Confirmada vitória do Brasil contra subsídios norte-americanos a produtores de algodão
The US must do more to eliminate billions of dollars in illegal subsidies to its cotton farmers, a World Trade Organisation panel ruled on Tuesday in the latest assault on lavish US farm support.
The ruling, which confirmed a confidential interim judgment by the panel last July, said the US had not done enough to scrap payouts to cotton producers condemned by the WTO in 2005 in a landmark verdict following a complaint by Brazil.
The US said it was considering whether to appeal against the ruling. “We very disappointed with the compliance panel’s findings,” a spokeswoman for the US Trade Representative’s Office said. “We continue to believe that support payments and export credit guarantees under our programs are fully consistent with our WTO obligations.”
Critics say US cotton subsidies, amounting to $3bn-$4bn annually, unfairly boost US exports and depress prices on world markets, hurting millions of growers in poor African countries as well as in Brazil and elsewhere. Reform of the subsidies is particularly sensitive with the US now in the throes of an election campaign.
Unless an eventual US appeal against the panel verdict is successful, which trade experts think unlikely, Brazil will be able to seek WTO authorisation to retaliate against US trade worth $1bn or more a year.
The panel report came a day after Brazil and Canada secured a WTO investigation of US farm subsidies for a wide range of other commodities which they claim breach permitted limits.
In response to the 2005 WTO cotton verdict, the US scrapped or amended programmes considered to constitute illegal export subsidies.

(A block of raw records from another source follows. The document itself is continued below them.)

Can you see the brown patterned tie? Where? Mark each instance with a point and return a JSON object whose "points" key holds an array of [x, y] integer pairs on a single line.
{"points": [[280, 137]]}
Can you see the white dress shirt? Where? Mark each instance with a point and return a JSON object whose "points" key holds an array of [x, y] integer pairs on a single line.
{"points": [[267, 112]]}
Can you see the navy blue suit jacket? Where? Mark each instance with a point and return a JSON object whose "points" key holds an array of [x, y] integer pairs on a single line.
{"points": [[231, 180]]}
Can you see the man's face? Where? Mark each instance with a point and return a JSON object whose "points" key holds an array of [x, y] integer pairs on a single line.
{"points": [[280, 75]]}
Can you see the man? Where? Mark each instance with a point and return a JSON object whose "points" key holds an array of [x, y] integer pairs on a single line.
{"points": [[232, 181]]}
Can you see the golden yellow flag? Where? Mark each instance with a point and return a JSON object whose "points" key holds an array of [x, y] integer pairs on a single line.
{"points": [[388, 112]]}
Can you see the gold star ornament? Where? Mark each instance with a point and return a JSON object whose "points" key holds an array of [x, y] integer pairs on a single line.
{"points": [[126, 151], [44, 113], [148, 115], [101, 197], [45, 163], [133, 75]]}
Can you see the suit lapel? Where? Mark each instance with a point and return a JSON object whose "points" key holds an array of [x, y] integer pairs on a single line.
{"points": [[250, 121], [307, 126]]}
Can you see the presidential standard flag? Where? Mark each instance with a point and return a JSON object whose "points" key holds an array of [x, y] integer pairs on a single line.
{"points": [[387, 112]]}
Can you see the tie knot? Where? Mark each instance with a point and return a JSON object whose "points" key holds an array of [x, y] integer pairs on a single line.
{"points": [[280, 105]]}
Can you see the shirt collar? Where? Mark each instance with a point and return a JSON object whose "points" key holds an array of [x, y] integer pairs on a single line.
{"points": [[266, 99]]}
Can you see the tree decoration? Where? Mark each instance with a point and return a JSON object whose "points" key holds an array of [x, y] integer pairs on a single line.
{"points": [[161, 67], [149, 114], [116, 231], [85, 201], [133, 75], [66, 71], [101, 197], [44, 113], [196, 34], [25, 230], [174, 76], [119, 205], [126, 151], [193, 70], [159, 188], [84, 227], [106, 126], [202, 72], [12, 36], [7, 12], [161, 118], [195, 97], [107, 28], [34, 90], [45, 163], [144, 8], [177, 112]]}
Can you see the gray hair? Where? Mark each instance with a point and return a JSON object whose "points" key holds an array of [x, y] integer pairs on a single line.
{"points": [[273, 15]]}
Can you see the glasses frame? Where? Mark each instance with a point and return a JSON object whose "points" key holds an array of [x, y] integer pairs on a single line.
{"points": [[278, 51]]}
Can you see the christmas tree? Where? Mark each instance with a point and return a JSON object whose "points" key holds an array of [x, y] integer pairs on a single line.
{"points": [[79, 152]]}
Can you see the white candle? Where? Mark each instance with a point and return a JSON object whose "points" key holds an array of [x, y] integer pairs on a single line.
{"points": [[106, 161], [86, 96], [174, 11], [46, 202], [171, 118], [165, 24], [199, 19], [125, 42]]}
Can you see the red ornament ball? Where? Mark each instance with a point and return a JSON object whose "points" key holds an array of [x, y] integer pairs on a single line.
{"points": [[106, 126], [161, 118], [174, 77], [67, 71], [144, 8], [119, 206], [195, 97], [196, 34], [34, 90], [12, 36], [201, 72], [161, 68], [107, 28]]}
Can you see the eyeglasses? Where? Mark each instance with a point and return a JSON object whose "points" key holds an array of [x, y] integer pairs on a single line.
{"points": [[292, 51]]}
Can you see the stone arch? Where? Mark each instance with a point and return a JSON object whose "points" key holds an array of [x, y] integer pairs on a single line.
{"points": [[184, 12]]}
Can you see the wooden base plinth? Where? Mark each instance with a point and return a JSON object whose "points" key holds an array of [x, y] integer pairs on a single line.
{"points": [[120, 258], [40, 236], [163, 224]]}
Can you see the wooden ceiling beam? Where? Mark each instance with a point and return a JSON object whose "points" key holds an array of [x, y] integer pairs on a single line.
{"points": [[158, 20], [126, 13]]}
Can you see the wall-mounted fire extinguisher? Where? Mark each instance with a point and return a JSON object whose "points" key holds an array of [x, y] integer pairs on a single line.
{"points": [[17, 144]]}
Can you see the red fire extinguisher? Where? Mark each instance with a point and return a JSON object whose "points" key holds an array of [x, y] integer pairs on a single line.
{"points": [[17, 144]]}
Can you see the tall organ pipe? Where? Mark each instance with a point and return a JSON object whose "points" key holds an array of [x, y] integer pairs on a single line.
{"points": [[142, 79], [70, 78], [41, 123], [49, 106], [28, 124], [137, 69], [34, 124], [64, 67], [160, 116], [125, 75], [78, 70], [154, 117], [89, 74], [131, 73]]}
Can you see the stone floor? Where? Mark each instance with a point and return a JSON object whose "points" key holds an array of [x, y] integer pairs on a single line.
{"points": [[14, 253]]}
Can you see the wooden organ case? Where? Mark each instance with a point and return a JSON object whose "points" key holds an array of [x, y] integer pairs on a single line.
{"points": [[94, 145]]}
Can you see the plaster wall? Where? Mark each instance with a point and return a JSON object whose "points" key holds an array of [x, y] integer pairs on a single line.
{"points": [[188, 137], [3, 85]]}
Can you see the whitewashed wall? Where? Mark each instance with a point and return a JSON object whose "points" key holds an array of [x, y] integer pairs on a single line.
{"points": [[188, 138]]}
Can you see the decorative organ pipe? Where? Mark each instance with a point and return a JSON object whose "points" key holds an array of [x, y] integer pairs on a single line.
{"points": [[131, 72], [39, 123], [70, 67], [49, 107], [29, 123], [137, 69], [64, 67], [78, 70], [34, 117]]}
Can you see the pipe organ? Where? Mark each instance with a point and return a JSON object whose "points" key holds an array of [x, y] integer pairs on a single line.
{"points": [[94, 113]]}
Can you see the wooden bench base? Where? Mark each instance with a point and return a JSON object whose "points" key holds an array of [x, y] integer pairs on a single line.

But the panel said yesterday that the US had failed to tackle two other trade-distorting subsidies – marketing loans and countercyclical payments that compensate farmers for low prices.
Washington is also under pressure in the Doha round of global trade talks to slash overall farm subsidies, and to go even further and faster on reducing support for US cotton farmers, a demand it has so far resisted. The USTR said yesterday that agricultural reforms should be discusssed in the world trade negotiations rather than being pushed through litigation.
Just last week the US Senate approved its version of a new farm bill that envisages spending in support of US agriculture of $286bn over the next five years, including additional help for US cotton mills. The House of Representatives has passed a similar measure.